Holmes’ two touchdowns were part of the three scores the Minutemen received outside their offense. The other touchdown came on the first play of the game, as Ryan Carter took a reverse on a kickoff return and scampered 97 yards down the sideline.

“It certainly helps the overall atmosphere on the sidelines, there’s not as much tension,” UMass coach Kevin Morris said. “You get free points and those are big bonus points, and Tyler took both back. Again, another great player and we mention him every week because he’s always around the ball, and tonight he made a huge impact with the points by himself.”

The first takeaway came in the opening quarter with UMass leading, 19-7. Black Bears quarterback Warren Smith, in an attempt to generate offense, forced a pass to a receiver covered by Holmes.
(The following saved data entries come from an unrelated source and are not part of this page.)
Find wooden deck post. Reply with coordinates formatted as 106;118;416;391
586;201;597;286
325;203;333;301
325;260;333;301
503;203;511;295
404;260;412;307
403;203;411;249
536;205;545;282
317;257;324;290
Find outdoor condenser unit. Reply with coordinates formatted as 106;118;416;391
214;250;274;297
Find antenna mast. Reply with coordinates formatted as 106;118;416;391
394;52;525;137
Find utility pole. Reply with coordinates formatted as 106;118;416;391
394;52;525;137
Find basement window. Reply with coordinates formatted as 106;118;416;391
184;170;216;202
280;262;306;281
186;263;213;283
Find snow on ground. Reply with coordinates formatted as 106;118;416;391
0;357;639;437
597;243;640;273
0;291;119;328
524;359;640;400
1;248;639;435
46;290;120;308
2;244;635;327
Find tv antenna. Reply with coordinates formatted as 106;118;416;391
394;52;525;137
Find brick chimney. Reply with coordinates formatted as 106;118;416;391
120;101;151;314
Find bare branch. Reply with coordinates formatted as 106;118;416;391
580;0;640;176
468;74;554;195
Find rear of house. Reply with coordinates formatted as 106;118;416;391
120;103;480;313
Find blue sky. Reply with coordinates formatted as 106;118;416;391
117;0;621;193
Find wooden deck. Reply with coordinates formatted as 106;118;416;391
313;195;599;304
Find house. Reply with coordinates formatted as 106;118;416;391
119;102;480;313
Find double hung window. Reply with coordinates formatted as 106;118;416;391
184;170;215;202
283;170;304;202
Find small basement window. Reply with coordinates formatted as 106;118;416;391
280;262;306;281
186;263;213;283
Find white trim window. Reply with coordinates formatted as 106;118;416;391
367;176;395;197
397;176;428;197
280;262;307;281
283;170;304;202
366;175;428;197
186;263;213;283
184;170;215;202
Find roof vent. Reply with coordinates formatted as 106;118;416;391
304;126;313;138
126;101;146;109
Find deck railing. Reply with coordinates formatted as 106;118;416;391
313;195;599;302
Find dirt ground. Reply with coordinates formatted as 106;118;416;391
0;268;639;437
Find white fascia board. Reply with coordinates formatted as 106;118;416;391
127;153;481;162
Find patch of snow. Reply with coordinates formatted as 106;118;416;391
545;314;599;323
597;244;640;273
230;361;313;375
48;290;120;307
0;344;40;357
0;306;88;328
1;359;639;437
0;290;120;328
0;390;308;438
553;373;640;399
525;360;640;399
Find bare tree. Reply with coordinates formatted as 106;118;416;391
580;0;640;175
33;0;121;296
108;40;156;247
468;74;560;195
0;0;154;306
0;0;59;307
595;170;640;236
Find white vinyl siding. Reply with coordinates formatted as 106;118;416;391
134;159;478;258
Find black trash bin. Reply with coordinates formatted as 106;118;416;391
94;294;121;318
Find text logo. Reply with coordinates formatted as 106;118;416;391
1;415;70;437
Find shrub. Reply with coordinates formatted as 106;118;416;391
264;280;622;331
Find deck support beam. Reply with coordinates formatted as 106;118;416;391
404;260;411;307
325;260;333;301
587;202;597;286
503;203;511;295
The linebacker took advantage and returned the interception 18 yards for a score.

On his second touchdown, Holmes read Smith’s eyes and jumped the receiver’s route to return an interception 50 yards. The score gave the Minutemen a 39-16 lead and put the game out of reach for Maine.

 “Coach does a great job in film telling me to read off the quarterback’s intentions, he tells you where he wants to go,” Holmes said. “So I just played off his eyes and saw where he wanted to go, made the jump and it led to a score for us.”

Entering the week, UMass had four defensive interceptions, ranking it in the bottom half of the conference. Prior to Holmes’ two takeaways, the Minutemen hadn’t picked off a pass since Sept. 25 on the road against Stony Brook.

Along with Holmes, defensive back Mike Lee had his first career interception to seal the victory late in the fourth quarter. The turnover came when the Maine offense was driving to attempt a comeback.

“Well, the turnovers are the big thing,” Morris said. “The stops are great, obviously, but the turnovers are what we were lacking. We hadn’t had a turnover in a few games and an impact turnover at that.”

Last season, UMass intercepted 13 passes, with Holmes leading the team with four. This year, New Hampshire leads the league with 18 interceptions, while William & Mary had a conference-best three return touchdowns on interceptions.

The Minutemen defense will look to continue its strong play next weekend against Delaware, the second-highest scoring offense in the CAA.